Essentially, microkernel architecture is used to improve system scalability. Scalability refers to the flexibility of a system when inevitable changes occur and the ability to balance the cost of providing such flexibility. In other words, when adding new business to the system, there is no need to change the existing components. The new business can be encapsulated in a new component to complete the overall business upgrade. We consider such a system to have good scalability.

In terms of architectural design, scalability is an eternal topic in software design. To achieve system scalability, one approach is to provide a plug-and-play mechanism to respond to changes. When an existing component in the system does not meet the requirements, we can implement a new component to replace it, and the entire process should be transparent to the system operation. We can also replace these new and old components as needed.

For example, in the next lesson, we will introduce the distributed primary key functionality provided by ShardingSphere. There may be many implementations of distributed primary keys, and the scalability at this point is that we can replace the original implementation with any new distributed primary key implementation without changing the business code that depends on distributed primary keys.

Microkernel architecture pattern provides architectural design support for this implementation scalability concept, and ShardingSphere achieves high scalability based on the microkernel architecture. Before discussing how to implement the microkernel architecture, let’s briefly describe the specific structural composition and basic principles of the microkernel architecture.

What is Microkernel Architecture? #

In terms of structural composition, microkernel architecture consists of two components: the kernel system and plugins. The kernel system typically provides the minimum functional set required for system operation, while plugins are independent components that include custom business code to enhance or extend additional business capabilities to the kernel system. In ShardingSphere, the distributed primary key mentioned earlier is a plugin, and ShardingSphere’s runtime environment constitutes the kernel system.

What specifically refers to plugins here? This requires us to clarify two concepts: one concept is the commonly mentioned API, which is the interface exposed by the system to the outside world. The other concept is SPI (Service Provider Interface), which is the extension point that plugins have. As for the relationship between the two, the API is oriented towards business developers, while the SPI is oriented towards framework developers. Together, they form ShardingSphere itself.

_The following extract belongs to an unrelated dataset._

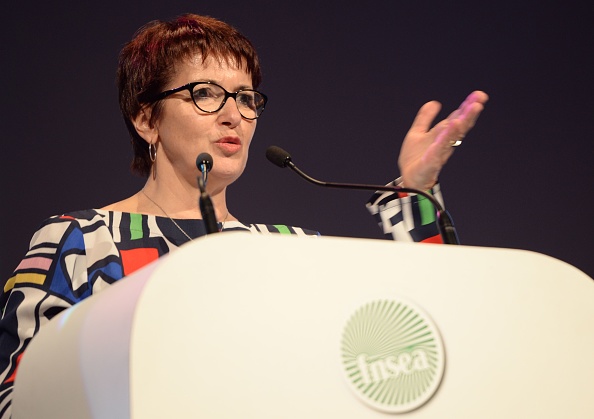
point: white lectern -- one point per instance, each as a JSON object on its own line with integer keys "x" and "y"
{"x": 237, "y": 325}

The implementation of plug-and-play mechanisms may sound simple, but it is not easy to do. We need to consider two aspects. On one hand, we need to organize the system changes and abstract them into multiple SPI extension points. On the other hand, after implementing these SPI extension points, we need to build a concrete implementation that supports this plug-and-play mechanism to provide an SPI runtime environment.

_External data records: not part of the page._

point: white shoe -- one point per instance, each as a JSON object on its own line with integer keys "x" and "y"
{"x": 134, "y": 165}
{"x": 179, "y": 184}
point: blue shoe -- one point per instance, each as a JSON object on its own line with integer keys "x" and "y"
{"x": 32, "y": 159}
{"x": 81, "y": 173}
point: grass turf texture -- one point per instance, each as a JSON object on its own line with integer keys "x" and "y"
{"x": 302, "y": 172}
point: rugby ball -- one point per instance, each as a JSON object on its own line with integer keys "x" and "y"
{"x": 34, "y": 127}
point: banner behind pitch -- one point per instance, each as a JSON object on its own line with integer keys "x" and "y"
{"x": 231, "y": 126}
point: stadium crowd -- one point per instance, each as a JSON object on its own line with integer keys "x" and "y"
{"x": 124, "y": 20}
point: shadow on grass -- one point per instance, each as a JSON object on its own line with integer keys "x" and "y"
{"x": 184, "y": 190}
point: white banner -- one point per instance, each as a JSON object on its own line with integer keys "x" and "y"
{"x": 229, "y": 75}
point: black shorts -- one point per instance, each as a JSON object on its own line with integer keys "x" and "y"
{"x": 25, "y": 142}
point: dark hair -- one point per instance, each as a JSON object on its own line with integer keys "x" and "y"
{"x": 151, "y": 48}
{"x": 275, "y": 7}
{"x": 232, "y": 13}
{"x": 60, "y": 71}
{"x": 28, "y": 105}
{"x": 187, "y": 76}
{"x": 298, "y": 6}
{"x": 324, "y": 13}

So, how does ShardingSphere implement the microkernel architecture? Let’s take a look together.

How to Implement Microkernel Architecture? #

In fact, JDK has provided us with a way to implement microkernel architecture. This implementation focuses on how to design and implement SPI and provides some development and configuration conventions. ShardingSphere uses this specification. First, we need to design a service interface and provide different implementations as needed. Next, we will simulate the application scenario of distributed primary keys.

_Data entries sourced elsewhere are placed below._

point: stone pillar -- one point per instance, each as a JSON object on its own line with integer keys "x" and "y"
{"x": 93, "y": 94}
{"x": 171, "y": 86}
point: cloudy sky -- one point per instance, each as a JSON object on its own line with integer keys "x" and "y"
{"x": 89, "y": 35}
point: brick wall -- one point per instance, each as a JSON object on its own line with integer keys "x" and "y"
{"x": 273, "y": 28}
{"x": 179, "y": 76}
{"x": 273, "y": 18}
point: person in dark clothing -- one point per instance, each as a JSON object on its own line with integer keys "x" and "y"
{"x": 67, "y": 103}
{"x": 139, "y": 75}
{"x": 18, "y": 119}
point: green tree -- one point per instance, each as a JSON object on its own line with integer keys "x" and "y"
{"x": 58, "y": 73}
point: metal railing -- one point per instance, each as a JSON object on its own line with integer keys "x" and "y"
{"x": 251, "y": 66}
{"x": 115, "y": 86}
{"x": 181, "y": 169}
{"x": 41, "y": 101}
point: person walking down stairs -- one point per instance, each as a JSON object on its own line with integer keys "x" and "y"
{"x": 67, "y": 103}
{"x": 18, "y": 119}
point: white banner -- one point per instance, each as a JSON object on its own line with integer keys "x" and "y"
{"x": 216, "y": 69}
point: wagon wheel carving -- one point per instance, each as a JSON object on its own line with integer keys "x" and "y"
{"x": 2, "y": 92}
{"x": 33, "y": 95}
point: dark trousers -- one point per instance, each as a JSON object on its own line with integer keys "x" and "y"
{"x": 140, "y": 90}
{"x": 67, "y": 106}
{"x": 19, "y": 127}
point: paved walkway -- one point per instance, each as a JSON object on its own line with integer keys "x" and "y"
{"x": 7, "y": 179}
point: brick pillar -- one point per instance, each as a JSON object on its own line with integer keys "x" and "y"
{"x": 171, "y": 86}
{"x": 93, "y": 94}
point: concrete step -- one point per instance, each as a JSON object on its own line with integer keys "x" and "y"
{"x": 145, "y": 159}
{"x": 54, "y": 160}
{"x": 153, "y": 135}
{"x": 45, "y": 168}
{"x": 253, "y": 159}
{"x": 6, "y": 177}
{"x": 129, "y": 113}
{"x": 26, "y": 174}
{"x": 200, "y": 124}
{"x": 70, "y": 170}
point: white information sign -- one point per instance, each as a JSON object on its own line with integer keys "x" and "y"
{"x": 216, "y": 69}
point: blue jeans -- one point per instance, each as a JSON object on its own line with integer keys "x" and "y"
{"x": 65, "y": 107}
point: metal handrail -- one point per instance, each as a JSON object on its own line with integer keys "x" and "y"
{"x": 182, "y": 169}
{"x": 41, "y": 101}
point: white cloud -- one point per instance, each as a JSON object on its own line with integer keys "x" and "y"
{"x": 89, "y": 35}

Based on the SPI convention, create a separate project to store the service interface and provide the interface definition. Please note that the complete class path of this service interface is com.tianyilan.KeyGenerator, and the interface only contains a simple example method to obtain the target primary key.

package com.tianyilan;

public interface KeyGenerator {
    String getKey();
}

Two simple implementation classes are provided for this interface: UUIDKeyGenerator based on UUID and SnowflakeKeyGenerator based on the Snowflake algorithm. To simplify the demonstration, we will directly return a simulated result here. The actual implementation process will be explained in detail in the next lesson.

public class UUIDKeyGenerator implements KeyGenerator {

    @Override
    public String getKey() {

        return "UUIDKey";
    }
}

public class SnowflakeKeyGenerator implements KeyGenerator {

    @Override
    public String getKey() {

        return "SnowflakeKey";
    }
}

The next step is crucial. In the META-INF/services/ directory of this code project, create a file named com.tianyilan.KeyGenerator, which is the full class path of the service interface. The content of the file should indicate the full class paths of the two implementation classes corresponding to this interface, namely com.tianyilan.UUIDKeyGenerator and com.tianyilan.SnowflakeKeyGenerator.

After packaging this code project into a jar file, create another code project that requires this jar file and complete the following Main function as shown below.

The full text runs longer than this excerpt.